Railson Silva (acadêmico do 7º semestre de RI da UNAMA)

Embora as grandes reverberações e transformações que o campo das Relações Internacionais vem sofrendo ao longo dos anos, o realismo, ainda hoje, continua sendo a principal corrente teórica no que diz respeito às análises sobre a atual conjuntura internacional. Contudo, tal vertente não consegue tratar de certas particularidades contemporâneas, haja vista grande complexidade que representa a arena internacional. E apesar dos estados terem adotado um ambiente mais cooperativo e menos tenso, a racionalidade realista sobre a sobrevivência ainda permanece em sua essência. Assim, o interesse nacional continua prevalecendo nas decisões estatais, entretendo, há um novo redirecionamento de tais decisões voltadas para a integração e cooperação financeira.

A princípio, a anarquia apresentada na abordagem clássica realista, presente nos pensamentos de Thomas Hobbes e Tucídides, não deixaram de ser costume nas relações interestatais, haja vista as novas formas de cooperação. Tal fato abre espaço para outras formas de garantia da sobrevivência baseadas em premissas consideras “tangíveis”. Assim, as novas formas de implementação do pensamento realista nas relações políticas levam em consideração fatores morais e princípios contemporâneos, fatores estes que por muito tempo foram rejeitados pela teoria clássica realista.

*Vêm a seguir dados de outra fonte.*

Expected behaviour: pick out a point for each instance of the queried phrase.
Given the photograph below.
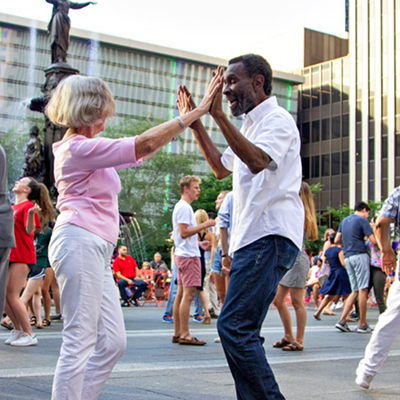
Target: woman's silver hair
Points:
(80, 101)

A obra clássica Vinte Anos De Crise (1919-1939) de Edward Carr, trata da ausência de uma regulamentação internacional capaz de promover um sistema confiável e seguro. O período entre guerras, na qual a obra foi escrita, representa o auge da teoria realista. Contudo, tal preponderância acadêmica durou até os anos de 1970 com a diminuição do papel estatal e a consolidação da democracia, assim surgem novos debates nas discussões interestatais como, por exemplo, as relações culturais entre os povos.

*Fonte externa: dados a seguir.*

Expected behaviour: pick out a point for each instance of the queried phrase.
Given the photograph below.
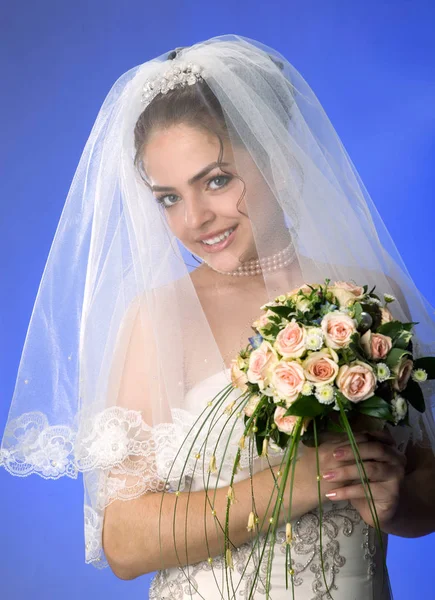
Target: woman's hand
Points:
(385, 469)
(306, 468)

Ademais, a ideia de globalização trouxe um afrouxamento nas premissas realistas frente a nova ordem mundial. Surgem, então, discussões voltadas para ganhos financeiros reais, seja através do comércio ou por meio de investimentos, logo percebe-se que um ambiente cheio de hostilidade atrapalharia os negócios que os estados tanto desejam realizar. Dessa maneira, o foco deixa de ser prioritariamente militar tendo em vista o grande gasto de uma manutenção de uma força militar constante. Logo, essa linha de pensamento substitui a noção clássica Hobbesiana de “guerra de todos contra todos”, tendo em conta que um conflito constante seria um inconveniente aos atores do sistema.

Nesse sentido, as populações passaram a cobrar de seus governantes ações internas ao invés de gastos excessivos com aparatos de segurança. Logo surge uma articulação de fatores internos para essas mudanças: “a evolução natural das coisas na última geração invalidou toda uma argumentação econômica a favor dos conflitos armados” (NEVES,2009 apud SANTOS, 2018)

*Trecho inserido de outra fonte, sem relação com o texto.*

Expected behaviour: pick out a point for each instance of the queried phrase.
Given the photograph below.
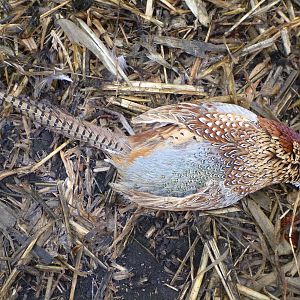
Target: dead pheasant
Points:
(187, 156)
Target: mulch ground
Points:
(64, 234)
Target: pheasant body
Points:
(187, 156)
(205, 156)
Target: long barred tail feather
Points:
(61, 122)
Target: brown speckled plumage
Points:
(187, 156)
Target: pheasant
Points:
(186, 156)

Sob essa perspectiva, o alto custo de manutenção de forças militares e o grande gasto com compra de armamentos seriam um dos fatores desmotivadores do realismo clássico. Assim, a vertente realista passa por uma nova dimensão de entendimento teórico, possibilitando a inserção de uma governança global mesmo em um sistema predominantemente anárquico, tal fato favorece o surgimento de uma nova linha de pensamento, o neorrealismo.

A existência de uma ideia de uma nova ordem mundial colabora para uma disseminação de propostas de integração regional, ganhando bastante pertinência a partir dos anos 1990 e incentivando a relativização do realismo. Para as grandes potências tratava-se de uma forma de garantir que as ações estatais seriam mais previsíveis, gerando uma confiabilidade por parte dos envolvidos, além de favorecer mecanismos de sobrevivência institucionais com base em acordos e tratados, sem a necessidade de arcar com grandes custos militares. Assim, os mais fortes garantiriam uma boa forma de manter seu status quo dominante, assim:

 “A ordem política estável só é possível porque existe uma autoridade suprema que deriva da necessidade de superar a natureza intrinsecamente conflituosa da sociedade. E essa autoridade suprema só é aceita pelas partes em conflito porque não apenas garante os grandes contra a ameaça de anarquia como também garante o povo contra a ameaça de opressão proveniente da ambição dos grandes” (ALBUQUERQUE, 2005, p.23 apud SANTOS, 2018).

Com ameaças internacionais cada vez mais comuns, a cooperação visando o combate de ameaças “assimétricas” da atualidade como, por exemplo, o terrorismo e o tráfico de drogas, se tornou uma forma de expressar uma convergência de interesses e valores contra atores não-estatais.

Em suma, o realismo continua sendo preponderante nas relações internacionais, embora a busca pelo poder ainda ser exercida pelos mecanismos tradicionais, o novo realismo trata de uma busca pelos mesmos preceitos clássicos, porém sob outras condições. Além disso, os países continuaram agindo por si próprios em situações extremas, buscando sempre melhores condições de garantir sua sobrevivência mediante acordos coletivos, gerando assim uma interdependência entre os estados, mas uma interdependia em que todos possuem interesses implícitos, sejam eles menores ou maiores.

Referencias:

CARR, Edward H. Vinte Anos de Crise. Brasília, IPRI – Ed. UnB. 2001 

SANTOS, Rafael M. R. O realismo contemporâneo e a inserção de novas percepções de segurança e ameaça na teoria clássica. v. 2 n. 2 (2018): Almanaque, v. 2, n. 2

NEVES, André Luiz. Teoria das Relações Internacionais. Petrópolis: Vozes, 2009.